Britain's economic growth accelerated further in the third quarter as the embryonic recovery continues to develop.

The Office for National Statistics (ONS) said UK GDP grew by 0.8% in the three months to the end of September, up from 0.7% in the second quarter. This is the preliminary estimate for Q3 and is based on around 40% of the available data.

"This shows that Britain's hard work is paying off and the country is on the path to prosperity," said Chancellor George Osborne of the strongest quarterly growth reading since the second quarter of 2010.

Output increased in all four main industrial groupings within the economy in Q3. Agriculture lifted 1.4%; production grew 0.5%; construction was up 2.5%; and services output, which accounts for more than three quarters of GDP, rose 0.7%.

"Output from services is now slightly above its previous peak in Q1 2008, prior to the economic downturn," said the ONS.

"In Q3 2013 GDP was estimated to be 2.5% below the peak in Q1 2008. From peak to trough in 2009, the economy shrank by 7.2%."

Private industry data from the services, manufacturing and construction sectors, compiled by research firm Markit, all showed a solid uptick in output growth across the third quarter.

As a result of the improving picture, a number of leading economic forecasters - including the IMF, OECD and Bank of England - upgraded their growth outlooks for the UK.

However, others have warned on how the apparent recovery is manifesting. An HSBC report told Chancellor George Osborne he should focus on the quality of the recovery, not just the improving headline output numbers.

The global bank cautioned that the UK is still heavily reliant on debt-driven consumption and needs to work harder on increasing exports to reduce the current account deficit.

"Following the pre-crisis credit boom, the UK needs less consumption and more saving and investment," said Simon Wells, HSBC's chief UK economist, in his research note.

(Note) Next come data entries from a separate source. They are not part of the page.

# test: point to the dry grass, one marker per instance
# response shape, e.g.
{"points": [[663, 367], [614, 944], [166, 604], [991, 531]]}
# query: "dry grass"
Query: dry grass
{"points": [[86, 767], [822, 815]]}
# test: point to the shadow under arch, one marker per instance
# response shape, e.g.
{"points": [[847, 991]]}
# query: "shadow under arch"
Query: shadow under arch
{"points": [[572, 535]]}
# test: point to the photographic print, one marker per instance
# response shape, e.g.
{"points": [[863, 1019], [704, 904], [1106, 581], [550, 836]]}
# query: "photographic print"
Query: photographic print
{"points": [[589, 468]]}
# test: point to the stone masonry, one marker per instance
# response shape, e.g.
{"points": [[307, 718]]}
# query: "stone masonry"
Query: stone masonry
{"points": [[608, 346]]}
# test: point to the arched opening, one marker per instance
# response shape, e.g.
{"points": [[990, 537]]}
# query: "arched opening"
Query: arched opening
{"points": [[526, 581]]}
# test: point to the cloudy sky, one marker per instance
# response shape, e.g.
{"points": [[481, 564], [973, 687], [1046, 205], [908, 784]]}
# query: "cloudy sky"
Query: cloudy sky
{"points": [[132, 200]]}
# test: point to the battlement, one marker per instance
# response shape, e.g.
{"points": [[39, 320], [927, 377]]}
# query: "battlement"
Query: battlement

"It needs to import less and export more and, as part of this, probably shift away from services and towards manufacturing.

"This is well known but since 2007, activity has become more unbalanced. And with policies to boost the housing market alongside the BoE's intention to keep interest rates low for several more years, the UK risks a return to bad habits.

"Deferring an inevitable adjustment down the road may make it more painful when it finally occurs."

Wells added: "The recovery is welcome but the UK needs to look beyond just the quantity of growth and start focusing on the quality."

Part of the UK's upturn is down to credit easing measures that have improved the flow of mortgage credit to consumers, such as Funding for Lending and Help to Buy, resulting in higher house prices. Some are warning of a new housing bubble, but others say there is much slack in the market.

"Much of the positive economic growth has come from the improved housing market and consumer spending," said John Allan, national chairman of the Federation of Small Businesses (FSB).

"The recent hike in the cost of energy combined with real wages rising below current inflation levels will mean that households have less to spend.

"While growth is above the level reported before the UK dipped into a second recession, these figures are still some way below the pre-recession peak and the chancellor must not be complacent."

He added: "The Autumn Statement should cement this positive mood by helping businesses invest and grow."

BoE Rates Hike

As the UK economy picks up faster than expected, markets fear the Bank of England will also tighten monetary policy before schedule.

Governor Mark Carney issued forward guidance that the record-low base rate, at 0.5% since 2009, will not be lifted until unemployment falls below a threshold rate of 7%. Even then, this does not mean the BoE will definitely raise rates, rather it will consider doing so.

According to the BoE's forecasts for unemployment, rates will not be raised until at least 2016. However, the burgeoning UK recovery has caused many to doubt the BoE's predictions and fear a rate hike sooner rather than later.